Sedum plumbizincicola is an herbaceous species tolerant of excessive cadmium accumulation in above-ground tissues. The implications of membrane proteins, especially integrative membrane proteins, in Cd detoxification of plants have received attention in recent years, but a comprehensive profiling of Cd-responsive membrane proteins from Cd hyperaccumulator plants is lacking. In this study, the membrane proteins of root, stem, and leaf tissues of S. plumbizincicola seedlings treated with Cd solution for 0, 1 or 4 days were analyzed by Tandem Mass Tag (TMT) labeling-based proteome quantification (Data are available via ProteomeXchange with identifier PXD025302). Total 3353 proteins with predicted transmembrane helices were identified and quantified in at least one tissue group. 1667 proteins were defined as DAPs (differentially abundant proteins) using fold change >1.5 with p-values <0.05. The number of DAPs involved in metabolism, transport protein, and signal transduction was significantly increased after exposure to Cd, suggesting that the synthesis and decomposition of organic compounds and the transport of ions were actively involved in the Cd tolerance process. The number of up-regulated transport proteins increased significantly from 1-day exposure to 4-day exposure, from 5 to 112, 16 to 42, 18 to 44, in root, stem, and leaf, respectively. Total 352 Cd-regulated transport proteins were identified, including ABC transporters, ion transport proteins, aquaporins, proton pumps, and organic transport proteins. Heterologous expression of SpABCB28, SpMTP5, SpNRAMP5, and SpHMA2 in yeast and subcellular localization showed the Cd-specific transport activity. The results will enhance our understanding of the molecular mechanism of Cd hypertolerance and hyperaccumulation in S. plumbizincicola and will be benefit for future genetic engineering in phytoremediation.

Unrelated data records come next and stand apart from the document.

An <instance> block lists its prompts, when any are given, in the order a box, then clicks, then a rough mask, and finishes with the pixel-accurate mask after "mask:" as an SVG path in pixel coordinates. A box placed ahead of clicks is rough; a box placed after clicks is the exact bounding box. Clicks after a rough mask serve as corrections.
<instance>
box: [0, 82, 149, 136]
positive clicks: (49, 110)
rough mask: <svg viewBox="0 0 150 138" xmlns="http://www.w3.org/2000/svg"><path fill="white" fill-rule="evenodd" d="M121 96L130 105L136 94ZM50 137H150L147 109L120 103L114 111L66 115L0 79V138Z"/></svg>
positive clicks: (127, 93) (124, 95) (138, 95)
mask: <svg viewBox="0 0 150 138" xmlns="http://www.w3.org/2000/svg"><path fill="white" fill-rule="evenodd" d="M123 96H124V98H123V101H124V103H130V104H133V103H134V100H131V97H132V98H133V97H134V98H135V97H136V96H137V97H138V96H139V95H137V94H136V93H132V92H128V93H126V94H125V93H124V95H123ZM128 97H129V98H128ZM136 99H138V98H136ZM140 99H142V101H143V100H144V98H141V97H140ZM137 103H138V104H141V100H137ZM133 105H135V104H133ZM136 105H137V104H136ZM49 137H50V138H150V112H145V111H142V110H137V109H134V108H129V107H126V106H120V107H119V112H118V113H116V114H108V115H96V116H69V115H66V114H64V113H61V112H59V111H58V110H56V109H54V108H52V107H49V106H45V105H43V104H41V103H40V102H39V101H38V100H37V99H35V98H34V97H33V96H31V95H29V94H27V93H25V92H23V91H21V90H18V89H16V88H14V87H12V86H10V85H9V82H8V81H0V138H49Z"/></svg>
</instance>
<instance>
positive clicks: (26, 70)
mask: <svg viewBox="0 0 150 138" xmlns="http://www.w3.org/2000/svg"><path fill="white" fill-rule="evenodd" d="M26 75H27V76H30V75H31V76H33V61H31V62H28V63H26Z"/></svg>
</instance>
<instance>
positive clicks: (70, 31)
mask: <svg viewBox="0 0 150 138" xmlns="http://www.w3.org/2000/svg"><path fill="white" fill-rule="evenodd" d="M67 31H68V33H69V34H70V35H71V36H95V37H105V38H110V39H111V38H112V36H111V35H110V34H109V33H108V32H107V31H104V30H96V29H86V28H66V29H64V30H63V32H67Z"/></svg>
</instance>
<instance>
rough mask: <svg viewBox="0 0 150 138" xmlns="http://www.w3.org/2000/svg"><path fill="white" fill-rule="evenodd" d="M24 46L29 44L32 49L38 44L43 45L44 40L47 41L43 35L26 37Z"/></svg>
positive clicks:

Sedum plumbizincicola是一种草本植物，可以耐受地上组织中过量的镉积累。近年来，膜蛋白，尤其是整合膜蛋白在植物 Cd 解毒中的意义受到关注，但缺乏对 Cd 超富集植物的 Cd 响应膜蛋白的综合分析。在这项研究中，S. plumbizincicola根、茎和叶组织的膜蛋白通过基于串联质量标签 (TMT) 标记的蛋白质组定量分析用 Cd 溶液处理 0、1 或 4 天的幼苗（数据可通过 ProteomeXchange 获得，标识符为 PXD025302）。在至少一个组织组中鉴定并量化了总共 3353 种具有预测跨膜螺旋的蛋白质。1667 种蛋白质被定义为 DAP（差异丰度蛋白质），使用 >1.5 的倍数变化，p 值 <0.05。暴露于Cd后，参与代谢、转运蛋白和信号转导的DAPs​​数量显着增加，表明有机化合物的合成和分解以及离子的转运积极参与了Cd耐受过程。上调转运蛋白的数量从 1 天暴露到 4 天暴露显着增加，从 5 到 112、16 到 42，根、茎、叶各18～44个。共鉴定了 352 种 Cd 调节的转运蛋白，包括 ABC 转运蛋白、离子转运蛋白、水通道蛋白、质子泵和有机转运蛋白。的异源表达酵母和亚细胞定位中的SpABCB28、SpMTP5、SpNRAMP5和SpHMA2显示出 Cd 特异性转运活性。该结果将加深我们对S. plumbizincicola 中 Cd 超耐受和超积累的分子机制的理解，并将有利于未来植物修复中的基因工程。